In the world of AI, we are witnessing an impressive rate of growth that is not entirely unexpected considering that, ever since the invention of the calculator, we have been progressively building more and more intelligent machines. Recent AI advancements may feel sudden, but we have been slowly and painstakingly building up to this point.
Large Language Models (LLMs), of which OpenAI’s ChatGPT may be the most pivotal example, are simply the latest step on AI’s evolutionary journey and have reached the point, similar to when the internet first became accessible to the general public in 1993, where they can transform every aspect of human society, from how we work to how we interact with each other and with machines.
To fully comprehend the implications of LLMs like ChatGPT, it is worth exploring how they work.
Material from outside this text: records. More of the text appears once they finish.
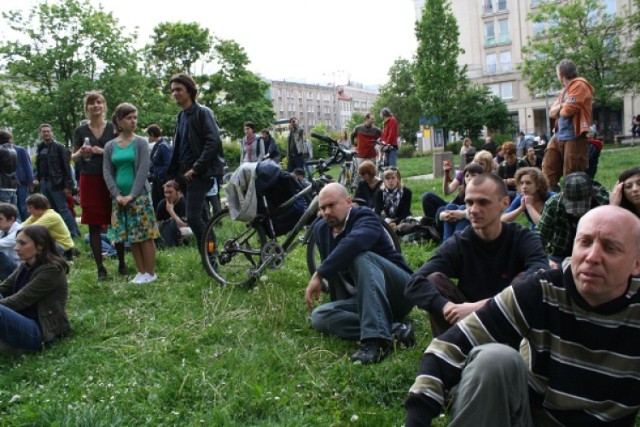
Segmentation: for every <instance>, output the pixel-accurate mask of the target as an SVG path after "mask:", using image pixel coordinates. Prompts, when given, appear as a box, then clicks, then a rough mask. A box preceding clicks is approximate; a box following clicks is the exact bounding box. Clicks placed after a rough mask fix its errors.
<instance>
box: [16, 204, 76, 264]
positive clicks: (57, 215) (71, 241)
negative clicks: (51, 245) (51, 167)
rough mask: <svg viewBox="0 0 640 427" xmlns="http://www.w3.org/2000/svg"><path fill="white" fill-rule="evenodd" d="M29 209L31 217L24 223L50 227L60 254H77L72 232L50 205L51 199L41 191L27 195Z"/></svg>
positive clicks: (47, 227) (24, 225) (57, 212)
mask: <svg viewBox="0 0 640 427" xmlns="http://www.w3.org/2000/svg"><path fill="white" fill-rule="evenodd" d="M26 203H27V210H28V211H29V215H31V216H30V217H29V218H27V219H26V220H25V221H24V222H23V223H22V225H23V226H25V227H26V226H28V225H31V224H38V225H42V226H44V227H46V228H48V229H49V232H50V233H51V236H52V237H53V240H55V242H56V249H57V250H58V253H59V254H60V255H64V257H65V258H66V259H71V258H73V256H74V255H76V254H77V250H76V248H75V245H74V243H73V239H72V238H71V233H70V232H69V229H68V228H67V226H66V224H65V222H64V220H63V219H62V217H61V216H60V214H59V213H58V212H56V211H54V210H53V209H51V207H50V205H49V200H48V199H47V198H46V197H45V196H44V195H42V194H40V193H35V194H32V195H31V196H29V197H27V202H26Z"/></svg>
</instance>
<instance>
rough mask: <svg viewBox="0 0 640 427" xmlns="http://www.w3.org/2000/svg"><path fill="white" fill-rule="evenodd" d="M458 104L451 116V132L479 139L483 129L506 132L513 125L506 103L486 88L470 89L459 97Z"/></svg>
mask: <svg viewBox="0 0 640 427" xmlns="http://www.w3.org/2000/svg"><path fill="white" fill-rule="evenodd" d="M457 100H458V103H457V105H456V106H454V108H453V110H452V111H451V113H450V115H449V124H450V126H451V130H452V131H455V132H458V133H459V134H460V135H465V136H469V137H470V138H471V139H478V137H479V136H480V133H481V132H482V128H483V127H484V126H486V127H487V128H489V129H491V130H493V131H495V130H500V131H505V130H506V128H507V126H508V125H509V124H510V123H511V120H510V119H509V109H508V108H507V104H505V103H504V101H503V100H502V99H501V98H500V97H498V96H495V95H492V94H491V91H490V90H489V88H488V87H486V86H473V87H468V88H467V89H465V90H464V91H463V92H462V93H460V94H459V95H458V97H457Z"/></svg>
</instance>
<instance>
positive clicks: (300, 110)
mask: <svg viewBox="0 0 640 427" xmlns="http://www.w3.org/2000/svg"><path fill="white" fill-rule="evenodd" d="M269 83H270V84H271V90H270V97H271V100H272V102H273V110H274V111H275V113H276V121H277V122H278V121H283V120H287V119H289V118H291V117H297V118H298V121H299V123H300V124H301V125H302V126H303V127H304V128H305V129H311V128H312V127H314V126H316V125H318V124H320V123H325V124H326V125H327V129H329V130H340V129H343V128H345V126H346V124H347V123H348V122H349V120H351V115H352V114H353V113H354V112H359V113H366V112H367V111H369V110H370V109H371V107H372V106H373V104H374V102H375V101H376V99H377V97H378V92H377V91H373V90H370V89H367V88H365V87H364V86H362V85H359V84H357V83H351V84H349V85H344V86H333V85H320V84H309V83H299V82H288V81H280V80H271V81H269Z"/></svg>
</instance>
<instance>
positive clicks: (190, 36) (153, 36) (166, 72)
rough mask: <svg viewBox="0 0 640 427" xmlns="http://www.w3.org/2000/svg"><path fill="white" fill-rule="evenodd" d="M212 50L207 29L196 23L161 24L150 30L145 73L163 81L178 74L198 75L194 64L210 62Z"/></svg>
mask: <svg viewBox="0 0 640 427" xmlns="http://www.w3.org/2000/svg"><path fill="white" fill-rule="evenodd" d="M212 48H213V39H212V37H211V35H210V34H209V30H208V29H207V28H204V27H202V26H200V24H198V23H196V22H191V23H183V22H162V23H160V24H158V25H157V26H156V27H155V28H154V29H153V34H152V35H151V43H150V44H149V45H147V46H146V48H145V57H146V58H147V61H146V64H147V67H148V72H149V74H151V75H155V76H157V77H158V78H161V79H163V80H166V79H167V77H170V76H171V75H173V74H175V73H178V72H185V73H187V74H190V75H195V74H198V73H197V70H196V64H197V63H198V61H200V60H209V59H211V58H210V56H211V55H210V54H211V49H212Z"/></svg>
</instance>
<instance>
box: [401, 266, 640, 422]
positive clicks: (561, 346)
mask: <svg viewBox="0 0 640 427" xmlns="http://www.w3.org/2000/svg"><path fill="white" fill-rule="evenodd" d="M639 290H640V279H631V280H630V285H629V289H628V291H627V293H626V294H624V295H622V296H621V297H619V298H617V299H615V300H613V301H610V302H608V303H606V304H603V305H600V306H598V307H591V306H589V305H588V304H587V303H586V301H585V300H584V299H583V298H582V297H581V296H580V294H579V293H578V291H577V290H576V286H575V283H574V282H573V278H572V275H571V270H570V268H567V269H566V270H565V271H564V273H563V272H561V271H560V270H553V271H548V272H544V273H540V274H539V275H537V277H534V278H531V279H529V280H527V281H525V282H523V283H521V284H518V285H516V286H515V287H508V288H506V289H505V290H504V291H502V292H501V293H500V294H499V295H497V296H496V297H495V298H494V299H493V300H491V301H490V302H489V303H488V304H487V305H486V306H485V307H484V308H483V309H481V310H478V311H477V312H476V313H474V314H472V315H470V316H468V317H467V318H466V319H465V320H464V321H462V322H460V323H459V324H457V325H456V326H455V327H453V328H451V329H450V330H449V331H448V332H447V333H445V334H443V335H442V336H440V337H439V338H438V339H434V340H433V342H432V343H431V345H430V346H429V347H428V348H427V350H426V351H425V354H424V356H423V359H422V364H421V367H420V372H419V375H418V377H417V378H416V380H415V383H414V384H413V386H412V387H411V389H410V391H409V397H408V399H407V401H406V408H407V411H408V414H407V424H406V425H407V427H410V426H415V425H430V420H431V419H432V418H434V417H436V416H437V415H438V413H439V412H440V409H441V407H442V405H443V402H444V390H445V389H447V390H448V389H451V387H452V386H453V385H455V384H456V383H457V382H458V381H459V380H460V375H461V372H462V369H463V368H464V366H465V363H466V358H467V355H468V354H469V351H470V350H471V349H472V348H473V347H474V346H477V345H481V344H485V343H489V342H499V343H503V344H507V345H509V346H511V347H513V348H516V349H518V347H519V345H520V342H521V340H522V339H523V338H524V340H525V341H524V342H525V344H527V345H528V355H527V354H526V353H527V352H522V354H523V357H525V361H526V362H527V365H528V370H529V400H530V402H531V404H532V405H533V406H537V407H540V406H542V408H543V410H544V412H546V414H547V415H548V416H550V417H552V418H554V419H555V420H556V421H557V422H559V423H560V424H562V425H570V426H587V425H590V426H593V425H609V426H613V425H615V426H631V425H633V423H634V419H635V417H636V414H637V412H638V409H639V408H640V292H638V291H639ZM525 347H527V346H525ZM534 412H535V411H534Z"/></svg>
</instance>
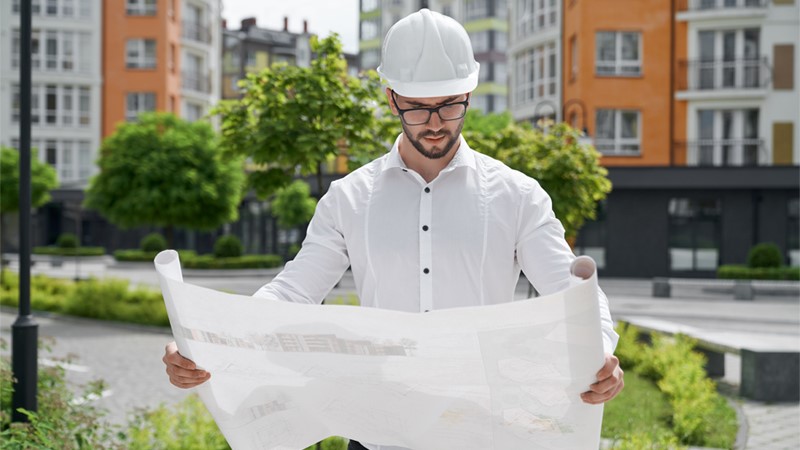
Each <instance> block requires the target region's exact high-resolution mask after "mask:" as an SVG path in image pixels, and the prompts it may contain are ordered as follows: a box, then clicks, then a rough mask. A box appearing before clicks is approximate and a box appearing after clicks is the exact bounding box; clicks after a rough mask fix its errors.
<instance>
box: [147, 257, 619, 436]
mask: <svg viewBox="0 0 800 450" xmlns="http://www.w3.org/2000/svg"><path fill="white" fill-rule="evenodd" d="M155 265H156V270H157V272H158V274H159V278H160V282H161V289H162V292H163V295H164V301H165V303H166V307H167V312H168V314H169V319H170V324H171V326H172V332H173V335H174V337H175V341H176V343H177V345H178V349H179V351H180V353H181V354H182V355H183V356H185V357H187V358H189V359H192V360H193V361H195V363H196V364H197V365H198V366H199V367H202V368H203V369H205V370H207V371H209V372H210V373H211V379H210V380H209V381H208V382H206V383H204V384H203V385H201V386H199V387H198V388H196V390H197V391H198V393H199V395H200V397H201V398H202V400H203V402H204V403H205V405H206V407H207V408H208V410H209V411H210V412H211V414H212V415H213V417H214V419H215V420H216V422H217V424H218V425H219V427H220V430H221V431H222V433H223V434H224V435H225V437H226V439H227V440H228V442H229V444H230V445H231V447H232V448H233V449H234V450H240V449H244V450H247V449H281V450H283V449H286V450H289V449H291V450H297V449H303V448H305V447H308V446H310V445H313V444H314V443H316V442H318V441H320V440H322V439H324V438H326V437H328V436H343V437H347V438H350V439H355V440H358V441H359V442H362V443H372V444H380V445H385V446H396V447H401V448H409V449H414V450H442V449H460V450H471V449H474V450H486V449H503V450H507V449H570V450H571V449H592V448H594V449H596V448H598V446H599V443H600V426H601V420H602V413H603V407H602V405H589V404H586V403H583V402H582V401H581V399H580V393H581V392H585V391H587V390H588V388H589V385H590V384H591V383H593V382H594V381H596V378H595V377H596V374H597V371H598V370H599V369H600V368H601V367H602V365H603V362H604V353H603V339H602V335H601V330H600V312H599V306H598V301H597V289H598V288H597V278H596V275H595V276H592V277H591V278H590V279H588V280H583V281H578V282H576V283H575V284H574V285H573V286H572V287H570V288H569V289H567V290H564V291H562V292H560V293H556V294H552V295H547V296H543V297H538V298H534V299H529V300H520V301H515V302H511V303H507V304H501V305H491V306H480V307H467V308H455V309H447V310H438V311H437V310H434V311H431V312H428V313H407V312H397V311H388V310H380V309H375V308H361V307H357V306H342V305H308V304H296V303H289V302H284V301H280V300H277V299H274V300H273V299H265V298H256V297H248V296H242V295H234V294H228V293H223V292H218V291H214V290H211V289H207V288H202V287H199V286H195V285H192V284H188V283H184V282H183V278H182V273H181V269H180V261H179V260H178V254H177V253H176V252H174V251H172V250H167V251H164V252H162V253H160V254H159V255H158V256H157V257H156V259H155Z"/></svg>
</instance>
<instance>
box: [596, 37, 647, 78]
mask: <svg viewBox="0 0 800 450" xmlns="http://www.w3.org/2000/svg"><path fill="white" fill-rule="evenodd" d="M595 40H596V47H597V53H596V60H595V71H596V73H597V74H598V75H609V76H626V75H639V74H641V73H642V60H641V53H642V52H641V33H637V32H622V31H598V32H597V34H596V35H595Z"/></svg>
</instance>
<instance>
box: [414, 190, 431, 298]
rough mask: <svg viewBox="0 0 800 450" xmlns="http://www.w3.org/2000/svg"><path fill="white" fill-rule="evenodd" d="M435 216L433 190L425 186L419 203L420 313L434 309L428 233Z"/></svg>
mask: <svg viewBox="0 0 800 450" xmlns="http://www.w3.org/2000/svg"><path fill="white" fill-rule="evenodd" d="M432 215H433V194H432V192H431V188H430V187H428V186H425V188H424V189H422V191H421V192H420V202H419V224H418V228H417V230H418V233H419V268H420V273H419V277H420V279H419V286H420V293H419V294H420V295H419V298H420V305H419V310H420V312H426V311H430V310H431V309H433V277H432V272H433V267H431V266H432V263H433V241H432V233H431V232H430V231H428V227H429V225H430V224H431V218H432Z"/></svg>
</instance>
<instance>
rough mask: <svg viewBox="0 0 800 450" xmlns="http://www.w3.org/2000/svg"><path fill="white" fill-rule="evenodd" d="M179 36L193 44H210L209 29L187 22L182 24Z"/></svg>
mask: <svg viewBox="0 0 800 450" xmlns="http://www.w3.org/2000/svg"><path fill="white" fill-rule="evenodd" d="M181 36H183V37H185V38H186V39H190V40H192V41H195V42H202V43H204V44H210V43H211V29H210V28H209V27H207V26H205V25H201V24H199V23H195V22H190V21H187V20H184V21H183V23H182V29H181Z"/></svg>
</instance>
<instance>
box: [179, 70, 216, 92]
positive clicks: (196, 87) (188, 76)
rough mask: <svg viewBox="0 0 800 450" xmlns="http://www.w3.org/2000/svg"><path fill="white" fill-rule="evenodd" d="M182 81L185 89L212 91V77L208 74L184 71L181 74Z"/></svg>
mask: <svg viewBox="0 0 800 450" xmlns="http://www.w3.org/2000/svg"><path fill="white" fill-rule="evenodd" d="M181 81H182V83H183V88H184V89H190V90H192V91H197V92H204V93H208V92H211V78H210V77H209V76H208V75H206V74H203V73H198V72H192V71H183V73H182V74H181Z"/></svg>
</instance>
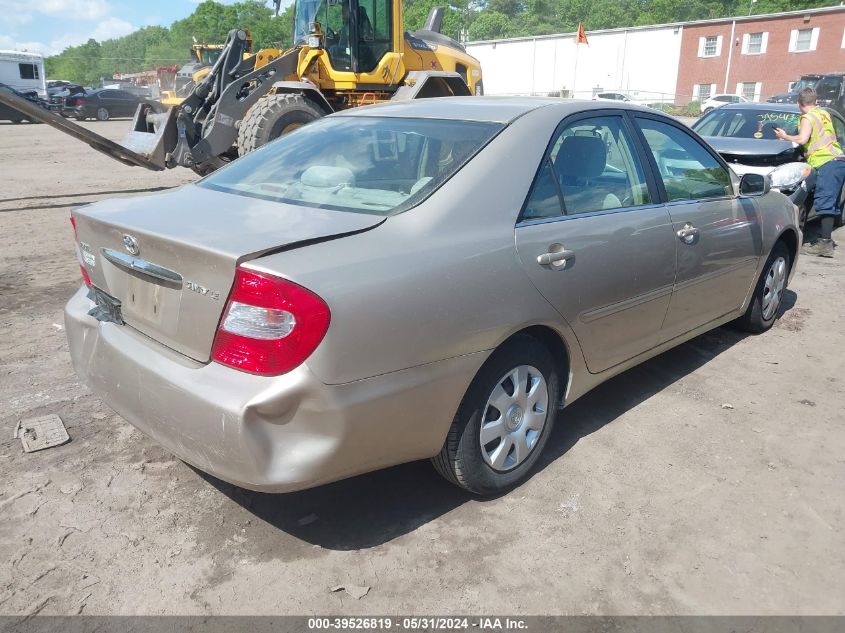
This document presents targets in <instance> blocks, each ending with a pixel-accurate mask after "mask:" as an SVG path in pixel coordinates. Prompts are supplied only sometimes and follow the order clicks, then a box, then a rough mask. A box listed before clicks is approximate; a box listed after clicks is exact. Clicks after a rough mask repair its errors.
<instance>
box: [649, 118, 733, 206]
mask: <svg viewBox="0 0 845 633" xmlns="http://www.w3.org/2000/svg"><path fill="white" fill-rule="evenodd" d="M637 122H638V123H639V126H640V129H641V130H642V132H643V135H644V136H645V139H646V143H647V145H648V147H649V149H650V150H651V153H652V155H653V156H654V162H655V163H656V164H657V170H658V172H659V175H660V178H661V179H662V181H663V186H664V188H665V189H666V196H667V199H668V200H669V201H670V202H673V201H676V200H700V199H704V198H722V197H725V196H730V195H733V186H732V184H731V177H730V175H729V174H728V172H727V170H726V169H725V168H724V167H722V165H721V164H720V163H719V161H717V160H716V158H714V157H713V155H712V154H711V153H710V152H708V151H707V150H706V149H705V148H704V146H703V145H702V144H701V143H699V142H698V140H697V139H695V138H693V137H692V136H690V135H689V134H687V133H686V132H684V131H683V130H681V129H680V128H676V127H675V126H674V125H670V124H668V123H664V122H662V121H655V120H654V119H646V118H642V117H637Z"/></svg>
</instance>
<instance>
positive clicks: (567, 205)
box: [522, 116, 651, 220]
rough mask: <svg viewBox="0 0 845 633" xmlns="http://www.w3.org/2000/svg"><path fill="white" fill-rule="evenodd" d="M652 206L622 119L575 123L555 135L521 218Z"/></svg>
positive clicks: (543, 162) (606, 119) (541, 167)
mask: <svg viewBox="0 0 845 633" xmlns="http://www.w3.org/2000/svg"><path fill="white" fill-rule="evenodd" d="M649 202H651V197H650V195H649V191H648V186H647V185H646V181H645V177H644V176H643V168H642V165H641V164H640V161H639V159H638V158H637V154H636V152H635V151H634V149H633V144H632V143H631V139H630V136H629V134H628V132H627V129H626V128H625V126H624V124H623V121H622V117H619V116H604V117H595V118H589V119H579V120H578V121H576V122H574V123H572V124H570V125H567V126H565V127H564V128H563V130H561V131H560V132H558V133H557V136H556V138H555V139H554V141H553V143H552V146H551V150H550V151H549V152H548V155H547V156H546V158H544V160H543V163H542V165H541V167H540V171H539V173H538V174H537V179H536V181H535V183H534V186H533V187H532V189H531V192H530V193H529V195H528V200H527V202H526V204H525V208H524V210H523V213H522V219H523V220H534V219H540V218H549V217H554V216H556V215H564V214H565V215H577V214H579V213H591V212H594V211H609V210H612V209H620V208H624V207H631V206H638V205H642V204H647V203H649Z"/></svg>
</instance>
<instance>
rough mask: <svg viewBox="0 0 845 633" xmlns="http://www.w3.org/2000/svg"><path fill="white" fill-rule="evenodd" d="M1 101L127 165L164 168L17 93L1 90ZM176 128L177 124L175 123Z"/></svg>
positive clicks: (146, 157)
mask: <svg viewBox="0 0 845 633" xmlns="http://www.w3.org/2000/svg"><path fill="white" fill-rule="evenodd" d="M0 103H2V104H4V105H7V106H9V107H11V108H14V109H15V110H18V111H19V112H21V113H22V114H25V115H26V117H27V118H28V119H30V120H32V121H38V122H39V123H45V124H47V125H49V126H50V127H53V128H55V129H57V130H59V131H60V132H63V133H65V134H69V135H70V136H72V137H74V138H76V139H79V140H80V141H82V142H83V143H87V144H88V145H90V146H91V147H93V148H94V149H95V150H97V151H98V152H102V153H103V154H105V155H106V156H110V157H111V158H114V159H115V160H119V161H120V162H121V163H124V164H125V165H135V166H138V167H145V168H147V169H151V170H152V171H161V170H162V169H164V167H165V164H164V160H163V159H162V160H161V161H158V160H157V158H156V157H153V156H148V155H145V154H143V153H140V152H137V151H134V150H133V149H130V148H128V147H123V146H122V145H118V144H117V143H115V142H114V141H112V140H110V139H107V138H106V137H104V136H101V135H99V134H97V133H95V132H92V131H91V130H89V129H87V128H84V127H82V126H81V125H77V124H76V123H73V122H72V121H69V120H67V119H66V118H64V117H63V116H61V115H59V114H56V113H55V112H50V111H49V110H45V109H44V108H42V107H40V106H38V105H36V104H34V103H32V102H31V101H27V100H26V99H22V98H20V97H18V96H17V95H13V94H9V93H6V92H0ZM174 128H175V125H174Z"/></svg>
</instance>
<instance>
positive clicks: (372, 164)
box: [199, 116, 504, 215]
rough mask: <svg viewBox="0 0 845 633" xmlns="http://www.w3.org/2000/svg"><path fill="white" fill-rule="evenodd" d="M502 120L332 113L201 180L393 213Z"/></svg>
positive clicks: (282, 137)
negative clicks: (350, 115)
mask: <svg viewBox="0 0 845 633" xmlns="http://www.w3.org/2000/svg"><path fill="white" fill-rule="evenodd" d="M503 127H504V125H502V124H500V123H486V122H477V121H456V120H441V119H410V118H408V119H406V118H391V117H384V118H375V117H358V116H354V117H350V116H346V117H343V116H339V117H330V118H327V119H321V120H318V121H315V122H314V123H310V124H308V125H306V126H304V127H302V128H300V129H298V130H296V131H294V132H292V133H290V134H286V135H285V136H283V137H282V138H280V139H279V140H277V141H274V142H273V143H270V144H268V145H265V146H264V147H262V148H261V149H259V150H258V151H255V152H251V153H250V154H247V155H246V156H244V157H243V158H241V159H239V160H238V161H236V162H234V163H232V164H231V165H230V166H228V167H226V168H224V169H220V170H218V171H216V172H214V173H213V174H212V175H210V176H208V177H207V178H205V179H203V180H202V181H201V182H200V183H199V184H200V186H202V187H207V188H209V189H216V190H218V191H225V192H227V193H234V194H238V195H243V196H250V197H255V198H262V199H266V200H274V201H278V202H287V203H291V204H297V205H301V206H309V207H319V208H326V209H335V210H338V211H353V212H356V213H371V214H375V215H392V214H394V213H399V212H401V211H404V210H405V209H408V208H410V207H412V206H414V205H416V204H419V203H420V202H422V201H423V200H424V199H425V198H427V197H428V196H429V195H431V193H432V192H434V191H435V190H436V189H437V188H438V187H439V186H440V185H442V184H443V183H444V182H446V181H447V180H448V179H449V178H451V177H452V175H454V174H455V172H457V171H458V170H459V169H460V168H461V167H462V166H463V165H464V164H465V163H466V162H467V161H468V160H470V159H471V158H472V157H473V156H474V155H475V154H476V153H477V152H478V151H480V150H481V148H483V147H484V146H485V145H486V144H487V143H488V142H489V141H490V140H491V139H492V138H493V137H494V136H495V135H496V134H497V133H498V132H499V131H500V130H501V129H502V128H503Z"/></svg>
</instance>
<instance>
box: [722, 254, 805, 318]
mask: <svg viewBox="0 0 845 633" xmlns="http://www.w3.org/2000/svg"><path fill="white" fill-rule="evenodd" d="M791 265H792V257H791V256H790V255H789V249H788V248H787V247H786V244H784V243H783V242H781V241H778V242H777V243H776V244H775V246H774V248H772V252H771V253H770V254H769V259H767V260H766V265H765V266H764V267H763V273H762V274H761V275H760V279H758V280H757V285H756V286H755V287H754V295H753V296H752V297H751V303H749V304H748V309H747V310H746V311H745V314H743V315H742V316H741V317H740V318H739V319H737V320H736V321H735V324H736V326H737V327H739V328H740V329H742V330H745V331H746V332H751V333H752V334H760V333H761V332H765V331H766V330H768V329H769V328H770V327H772V325H774V323H775V319H777V316H778V310H779V309H780V303H781V299H782V298H783V291H784V290H786V282H787V280H788V279H789V269H790V266H791Z"/></svg>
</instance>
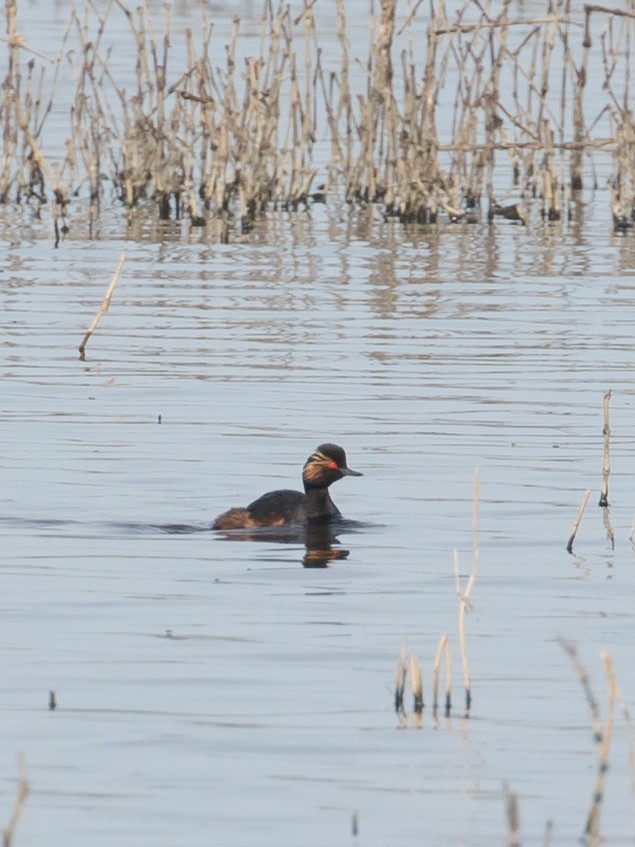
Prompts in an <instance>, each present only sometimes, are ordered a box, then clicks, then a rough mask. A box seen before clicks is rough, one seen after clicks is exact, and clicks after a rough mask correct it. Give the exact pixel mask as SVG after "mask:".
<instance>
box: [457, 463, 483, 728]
mask: <svg viewBox="0 0 635 847" xmlns="http://www.w3.org/2000/svg"><path fill="white" fill-rule="evenodd" d="M479 482H480V471H479V468H478V467H477V468H475V470H474V489H473V495H472V568H471V570H470V576H469V578H468V581H467V584H466V587H465V591H462V590H461V584H460V578H459V566H458V553H457V552H456V551H455V553H454V578H455V585H456V591H457V598H458V603H459V615H458V630H459V645H460V650H461V666H462V668H463V686H464V688H465V714H466V716H467V715H469V713H470V708H471V706H472V678H471V674H470V667H469V661H468V656H467V641H466V637H465V615H466V612H467V611H468V610H469V609H470V608H471V607H472V604H471V601H470V594H471V593H472V589H473V588H474V583H475V582H476V575H477V573H478V567H479V561H480V550H479V543H478V507H479Z"/></svg>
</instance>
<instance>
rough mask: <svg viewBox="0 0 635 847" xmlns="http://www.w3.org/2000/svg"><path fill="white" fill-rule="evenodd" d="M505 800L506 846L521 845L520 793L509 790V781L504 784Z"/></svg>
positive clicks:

LLMs use Natural Language Processing (NLP) to provide the human-like responses that they have become so famous for. Essentially, LLMs are trained on an immense pool of text data (e.g. the internet) that they can sift through and analyze using a network of machine learning algorithms that operate and store information like the human brain does. Within this immense framework, the NLP algorithms and models are what allow LLMs to comprehend and use language the way a human would.
There are many other layers and details that are needed to fully understand the inner workings of LLMs like ChatGPT, but the ability to communicate like a human is particularly important when it comes to making the analytical and generative powers of AI accessible to the general public. It is this ability that is a game-changer as it makes it possible for any person and machine to effectively communicate with each other using simple language.
It’s no surprise that generative AI tools built on top of LLMs are currently popping up all over the place. LLMs have made it possible for humans to communicate with machines with the ease in which we communicate with each other, meaning AI now has something that it didn’t have before – accessibility. We can all finally speak the same language.
However, this brings us back to social robotics. Does the improved accessibility of AI and the advancements in LLMs make social robots themselves more accessible to people outside of research and computer science? Could this be the beginning of the widespread adoption of robots in society?
LLMs like ChatGPT do make the Furhat robot a lot more autonomous. Interactions no longer need to be carefully scripted and designed by developers for the robot to have a flowing conversation with someone. With ChatGPT, Bard, or any other AI chatbot, the Furhat robot can be placed anywhere and is ready to have a very human conversation about anything with anyone. Even those with zero programming experience can have a functional social robot that can have conversations with people. This is a game-changer in that it makes social robots a lot more attractive to a much broader group of people, and it is this expanded usability that has the potential to accelerate the widespread adoption of robots in society.
However, it’s important to remember that a robot is very different from a chatbot or a virtual avatar. As an embodied agent, a robot, especially a social robot, needs to be able to do and understand a lot more than what AI chatbots are currently capable of.
Aside from being able to generate answers to any question or prompt, a social robot needs to be able to perform gestures and understand the gestures of others. It needs to be able to express emotion and it also has to sound human, not just its voice, but also in how it speaks – where it injects silences or utterances like aha, hmmm, interesting, when it nods, how it looks at you while you speak, how much it blinks, etc. All these behaviors, known as backchanneling, are extremely important for an interaction with a social robot to feel natural and engaging.
It doesn’t matter how good the response generated by a chatbot is if a robot is looking at the ground, blinking uncontrollably or nodding non-stop while delivering it. When it comes to social robots, integrating them with AI chatbots does give them a lot more conversational autonomy, but it has to be combined with very good backchanneling in order to feel human. Until we can train LLMs on data from spoken interactions so backchanneling behaviors can be automatically generated, LLMs will be limited in what they can do for social robotics interactions.
Limitations aside, the current versions of AI chatbots do make robot skill development faster and more efficient than it has ever been. There remains a lot to be done, but there is no doubt that it is a very exciting time to be a social robotics company like ourselves. We are entering a time in which many of the AI companies that are currently popping up all over the place will be looking for new ways through which AI can interact with people and the world. Robots are the obvious choice, as they can give AI the more embodied and direct experience with the world that it needs to reach new levels of intelligence and understanding.
The Furhat robot now has the potential to become the human face of AI that can take LLMs and NLP to a whole new level that includes an understanding of body language, facial expressions and social intricacies. Being able to give AI such a multi-dimensional experience is an amazing prospect and a goal that we are ready to take on.